Brother, it doesn't have to be that your lodge is slated to go dark. Says who and by what right of authority do they speak this?

I think that you're so new that you haven't gained an appreciation of what's called membership value, actual & potential. 

You guys are the lodge now. 

It began just as soon as you all were raised to the Sublime Degree of Master Mason.

It has to be the will & pleasure of you new guys to step in and step up to save your lodge, then you'll come up with a plan asap. I'm afraid i can't see that drive. But hopefully i'm wrong.

Of course, there's another lodge waiting in the wing to welcome you and take you all in. Always will be. 

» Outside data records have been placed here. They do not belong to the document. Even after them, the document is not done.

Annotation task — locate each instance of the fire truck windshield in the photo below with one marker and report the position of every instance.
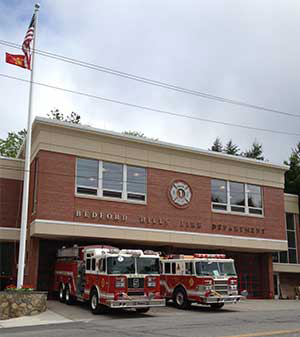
(121, 265)
(213, 268)
(147, 265)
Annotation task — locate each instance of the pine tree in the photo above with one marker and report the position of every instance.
(10, 146)
(73, 118)
(255, 151)
(292, 176)
(231, 148)
(217, 145)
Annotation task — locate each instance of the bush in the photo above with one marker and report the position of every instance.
(25, 287)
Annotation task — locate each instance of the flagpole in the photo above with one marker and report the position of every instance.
(22, 246)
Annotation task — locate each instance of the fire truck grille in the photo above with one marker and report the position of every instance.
(221, 287)
(135, 283)
(135, 293)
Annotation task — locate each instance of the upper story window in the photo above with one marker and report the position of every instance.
(289, 256)
(112, 180)
(236, 197)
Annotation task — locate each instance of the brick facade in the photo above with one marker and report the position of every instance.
(10, 202)
(57, 201)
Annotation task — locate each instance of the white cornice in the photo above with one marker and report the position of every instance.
(166, 145)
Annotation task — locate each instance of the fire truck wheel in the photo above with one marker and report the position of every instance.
(216, 306)
(68, 296)
(180, 299)
(142, 310)
(95, 306)
(61, 293)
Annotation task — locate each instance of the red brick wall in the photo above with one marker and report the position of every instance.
(10, 202)
(57, 201)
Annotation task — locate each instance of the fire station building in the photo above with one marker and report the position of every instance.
(90, 186)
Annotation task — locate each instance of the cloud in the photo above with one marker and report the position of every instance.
(241, 50)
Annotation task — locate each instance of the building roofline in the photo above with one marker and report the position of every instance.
(155, 143)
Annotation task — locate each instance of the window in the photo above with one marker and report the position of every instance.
(236, 197)
(289, 256)
(167, 268)
(88, 264)
(87, 176)
(111, 180)
(102, 265)
(219, 194)
(6, 254)
(94, 264)
(136, 183)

Let's say that you all make a move to a new lodge. What is the plan then? Sit on the sidelines and watch? Do not become active in the operating affairs just like in the old lodge? Don't learn the many duties of lodge officers & members? Don't gain an awareness of where your money is going and what are the operating expenses of your lodge? 

The time to do something is now. At four years in a lodge, you're not as new as you'd like to think you are. 

Get involved and set fires starting with setting one under your own asses. What are you waiting on?


----------



## JonnyMM (Apr 11, 2017)

Meetings have been had...grievances have been addressed...plans discussed and now being executed...new Master in the chair and the winds of change blowing full force...no one wanted to see the lodge close...we can't get involved if we're not included in these discussions! Many thanks for the guidance lads...let's hope things change for the better...but three degrees later I still feel robbed of a very profound experience. Both me and the brother raised with me were left wondering what we'd become. We had no mentor nor any explanation of what we were to become. It has been acknowledged that things had not been conducted in the correct manner and it's taken the threat of several of us leaving to get these issues addressed.   


Sent from my iPhone using My Freemasonry mobile app


----------



## Warrior1256 (Apr 11, 2017)

JonnyMM said:


> It has been acknowledged that things had not been conducted in the correct manner and it's taken the threat of several of us leaving to get these issues addressed.


Good luck. I hope that things work out well.


----------



## BullDozer Harrell (Apr 12, 2017)

JonnyMM said:


> Meetings have been had...grievances have been addressed...plans discussed and now being executed...new Master in the chair and the winds of change blowing full force...no one wanted to see the lodge close...we can't get involved if we're not included in these discussions! Many thanks for the guidance lads...let's hope things change for the better...but three degrees later I still feel robbed of a very profound experience. Both me and the brother raised with me were left wondering what we'd become. We had no mentor nor any explanation of what we were to become. It has been acknowledged that things had not been conducted in the correct manner and it's taken the threat of several of us leaving to get these issues addressed.
> 
> 
> Sent from my iPhone using My Freemasonry mobile app


Well that's good news. Good luck moving forward in an active role within your lodge.

Use new duties and responsibilities that might come your way to help shape your lodge.


----------



## JonnyMM (Apr 13, 2017)

Many thanks for the assistance in this matter gents.


Sent from my iPhone using My Freemasonry mobile app


----------